Oleh: Tyasya
Setahun lebih kita dibayang-bayangi oleh pandemi. Ketika Desember 2019 kasus pertama dikonfirmasi di Tiongkok, dengan jumawanya kita mengatakan, “Ah, Corona nggak bakal masuk Indonesia. Kita makan nasi kucing, Corona takut!” Namun, ucapan itu tidak disertai penutupan Bandara internasional. Hingga kasus konfirmasi pertama di Indonesia diumumkan bulan Maret 2020.
Saat itu adalah masa menjelang UN. Tiba-tiba saja UN ditiadakan. Pembelajaran berubah menjadi daring. Kaget? Pasti. Tak hanya itu, proses PSBB juga memberikan dampak negatif yang luar biasa. Suamiku, sebagai pedagang sangat merasakan efek luar biasa itu. Dagangan sepi, tidak ada yang beli ke rumah. Karena orang begitu taat untuk tidak keluar rumah. Begitu juga kami. Sebulan, dua bulan masih oke-oke saja.
Memasuki bulan ketiga, mulai terasa sulitnya bagi kami. Tabungan sudah nggak ada, hanya mengandalkan gajiku sebagai guru di sekolah swasta. Suatu hari uang di dompet hanya cukup untuk makan satu hari saja. Lalu selanjutnya bagaimana? Tabungan sudah tidak ada yang bisa diambil. Bantuan sosial kami tak dapat. Mau pinjam ke keluarga atau teman? Malu! Bener deh.
Kami berdoa saja kepada Allah SWT. Meminta pertolongan, karena hanya kepada-Nya kami tidak perlu malu meminta. Namun, kita semua tahu tidak semua doa akan dikabulkan saat itu juga. Akhirnya aku memutuskan untuk meminjam di koperasi sekolah. Setidaknya tidak perlu malu ditagih karena sudah langsung dipotong setiap bulan. Alhamdulillah hidup terus berjalan.

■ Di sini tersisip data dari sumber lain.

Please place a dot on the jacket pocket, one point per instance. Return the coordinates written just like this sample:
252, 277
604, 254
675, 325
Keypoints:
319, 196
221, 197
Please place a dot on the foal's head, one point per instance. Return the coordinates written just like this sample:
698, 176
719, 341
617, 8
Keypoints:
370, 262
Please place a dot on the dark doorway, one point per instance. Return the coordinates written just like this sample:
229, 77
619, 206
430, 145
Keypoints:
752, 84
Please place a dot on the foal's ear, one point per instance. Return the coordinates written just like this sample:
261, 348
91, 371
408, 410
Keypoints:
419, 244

Setelah PSBB mulai dilonggarkan, suami mulai mendapatkan orderan kembali. Dapur bisa menyala kembali. Berbekal pengalaman itu, aku mulai berhemat. Tidak membeli yang tidak diperlukan, meski terkadang tangan ingin selalu belanja. Rem, Tya, Rem! Ucapku selalu.
Pernah juga suatu hari di tahun ini, ketika kondisi pandemi mulai meruntuhkan ekonomi kita lagi dan tabungan mulai menipis. Tiba-tiba saja ada dana hibah untuk guru swasta turun. Alhamdulillah wa syukurillah. Rezeki memang kadang tidak terduga tapi pasti tepat waktu datangnya.

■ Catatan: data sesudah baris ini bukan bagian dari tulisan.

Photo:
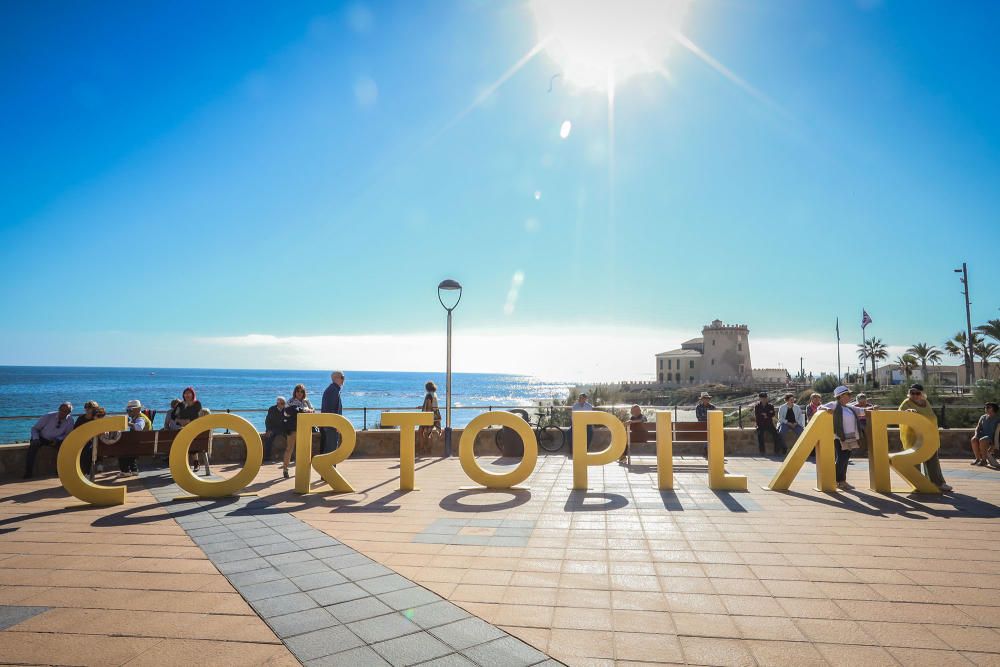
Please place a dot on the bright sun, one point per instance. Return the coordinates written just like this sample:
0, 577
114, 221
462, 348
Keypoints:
602, 43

Pandemi mengajarkanku tentang harga diri. Semua orang pasti terkena dampaknya. Entah itu sedikit atau banyak. Akan tetapi, jangan sampai harga dirimu jatuh karena bermental pengemis. Memang saat sekarang banyak bantuan sosial bertebaran. Meski ada juga yang tidak tepat sasaran tetapi yang terpenting bukan kita yang begitu. Jika memang tidak layak mendapatkan, lepaskan saja. Insya Allah akan diganti dengan yang lebih baik.

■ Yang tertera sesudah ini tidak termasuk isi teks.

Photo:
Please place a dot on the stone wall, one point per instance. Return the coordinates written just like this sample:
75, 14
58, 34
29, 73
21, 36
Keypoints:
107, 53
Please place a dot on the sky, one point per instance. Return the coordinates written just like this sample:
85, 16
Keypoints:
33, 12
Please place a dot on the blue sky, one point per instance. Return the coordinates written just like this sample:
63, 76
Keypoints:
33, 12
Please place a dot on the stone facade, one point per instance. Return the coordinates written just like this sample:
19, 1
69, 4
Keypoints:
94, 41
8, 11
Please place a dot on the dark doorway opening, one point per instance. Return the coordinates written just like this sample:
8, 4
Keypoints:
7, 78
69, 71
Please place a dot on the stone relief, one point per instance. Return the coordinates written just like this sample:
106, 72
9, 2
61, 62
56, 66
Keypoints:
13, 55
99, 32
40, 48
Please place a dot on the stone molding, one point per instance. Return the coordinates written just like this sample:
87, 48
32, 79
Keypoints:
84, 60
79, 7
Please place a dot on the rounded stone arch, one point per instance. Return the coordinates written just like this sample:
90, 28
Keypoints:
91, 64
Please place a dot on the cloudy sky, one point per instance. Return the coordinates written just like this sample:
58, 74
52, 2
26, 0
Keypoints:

Harga diri itu memang mahal. Tapi tidak selayaknya kita jual hanya demi harta yang tak seberapa. Aku selalu ingat perkataan Ibu.
“Nduk, kita boleh miskin harta tetapi tidak boleh miskin hati.”
Ya, efek domino pandemi pasti masih terasa hingga kini. Entah sudah berapa harta benda yang terpakai bahkan tergadai demi bertahan hidup. Yang terpenting kita bisa bertahan tanpa membebani orang lain, tanpa membuat sulit orang lain.